A guerra civil transformouos bolcheviques em “partido único”, depois do fracassado atentado de seus ex-aliados esseristas de esquerda contra a vida de Lênin (embora Fanny Kaplan, sua autora, insistisse em que tinha agido por conta própria: foi sumariamente executada). As sequelas do atentado foram consideradas responsáveis pelo declínio da saúde de Lênin e por sua morte prematura, em 1924, aos 55 anos de idade. Houve, também, os assassinatos de Uritsky, membro do Comitê Central, e do popular orador bolchevique Volodarsky: “Os acontecimentos do verão de 1918 deixaram os bolcheviques sem rivais nem comparsas como partido dominante no estado; e possuíam na Tcheka um órgão de poder absoluto. Persistia, contudo, uma forte relutância em usar esse poder sem restrições. Não tinha ainda chegado o momento para a extinção final dos partidos excluídos. O terror era, nesta altura, um instrumento caprichoso e era normal encontrar partidos contra os quais tinham sido pronunciados os mais violentos anátemas e tomadas as medidas mais drásticas a continuarem a sobreviver e a gozarem de certa medida de tolerância.
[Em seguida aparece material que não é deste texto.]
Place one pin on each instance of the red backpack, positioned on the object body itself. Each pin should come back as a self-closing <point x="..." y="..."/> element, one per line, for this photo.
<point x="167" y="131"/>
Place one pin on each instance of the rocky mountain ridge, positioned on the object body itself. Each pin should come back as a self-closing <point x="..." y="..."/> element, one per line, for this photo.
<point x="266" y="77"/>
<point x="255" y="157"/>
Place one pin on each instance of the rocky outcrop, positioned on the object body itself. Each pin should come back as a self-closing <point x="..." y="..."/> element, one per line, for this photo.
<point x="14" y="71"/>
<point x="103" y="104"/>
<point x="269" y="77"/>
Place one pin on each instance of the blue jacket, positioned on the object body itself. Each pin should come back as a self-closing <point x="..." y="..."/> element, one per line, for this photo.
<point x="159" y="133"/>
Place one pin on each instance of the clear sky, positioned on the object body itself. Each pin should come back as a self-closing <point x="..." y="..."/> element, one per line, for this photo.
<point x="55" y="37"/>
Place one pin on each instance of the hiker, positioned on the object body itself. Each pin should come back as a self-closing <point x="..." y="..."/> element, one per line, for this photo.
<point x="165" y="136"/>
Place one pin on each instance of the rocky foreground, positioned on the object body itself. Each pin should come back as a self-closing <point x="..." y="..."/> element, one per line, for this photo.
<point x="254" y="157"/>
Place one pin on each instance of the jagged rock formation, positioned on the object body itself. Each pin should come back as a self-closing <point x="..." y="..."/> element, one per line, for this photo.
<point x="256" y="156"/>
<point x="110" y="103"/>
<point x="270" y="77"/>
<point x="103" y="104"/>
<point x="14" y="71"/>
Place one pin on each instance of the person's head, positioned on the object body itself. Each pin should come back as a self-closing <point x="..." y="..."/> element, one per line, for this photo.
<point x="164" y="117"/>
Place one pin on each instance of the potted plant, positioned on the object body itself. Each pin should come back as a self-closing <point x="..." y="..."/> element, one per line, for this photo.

“Um dos primeiros decretos do novo regime tinha autorizado o Sovnarkom a encerrar todos os jornais que pregassem ‘aberta resistência ou desobediência ao Governo Operário e Camponês’ e, em princípio, a imprensa burguesa deixou de existir. Apesar deste decreto, contudo, e apesar da proscrição do partido cadete, em fins de 1917, o jornal cadete Svoboda Rossi ainda era publicado em Moscou no verão de 1918. O jornal menchevique de Petrogrado, Novyi Luch, foi suprimido em fevereiro de 1918 pela sua campanha de oposição ao tratado de Brest-Litovsk. Não obstante, reapareceu, em abril, em Moscou, com o nome de Vpered e continuou durante algum tempo a sua carreira sem interferências. Publicavam-se em Moscou jornais anarquistas muito tempo depois da ação da Tcheka contra os anarquistas, em abril de 1918”.[xxxii] A guerra civil varreu os compromissos de fato entre o bolchevismo e a oposição, “soviética” ou não.
No final da guerra civil, apareciam os sintomas de uma estabilização, não só do capitalismo, mas da situação mundial criada pelo surgimento da Rússia soviética. Havia uma espécie de “empate histórico”: a revolução não fora derrotada, mas estava “contida” nos limites da Rússia. Lênin referiu-se à revolução russa como sendo, por esse motivo, “semi-vitoriosa e semi-derrotada”: “Em qualquer hipótese, sob quaisquer circunstâncias, se a revolução alemã não acontecer, estaremos condenados” – assim se expressava Lênin em fevereiro de 1918. E não se tratava, no seu caso, de uma ideia nova, pois ele mesmo declarara no IV Congresso do POSDR em 1906: “Eu formularia esta proposição da seguinte maneira: a revolução russa pode conseguir a vitória sozinha, mas não conseguirá se manter e consolidar seus ganhos por suas próprias forças. Não poderá fazer isso a não ser que haja uma revolução no Ocidente. Sem esta condição, a restauração é inevitável”.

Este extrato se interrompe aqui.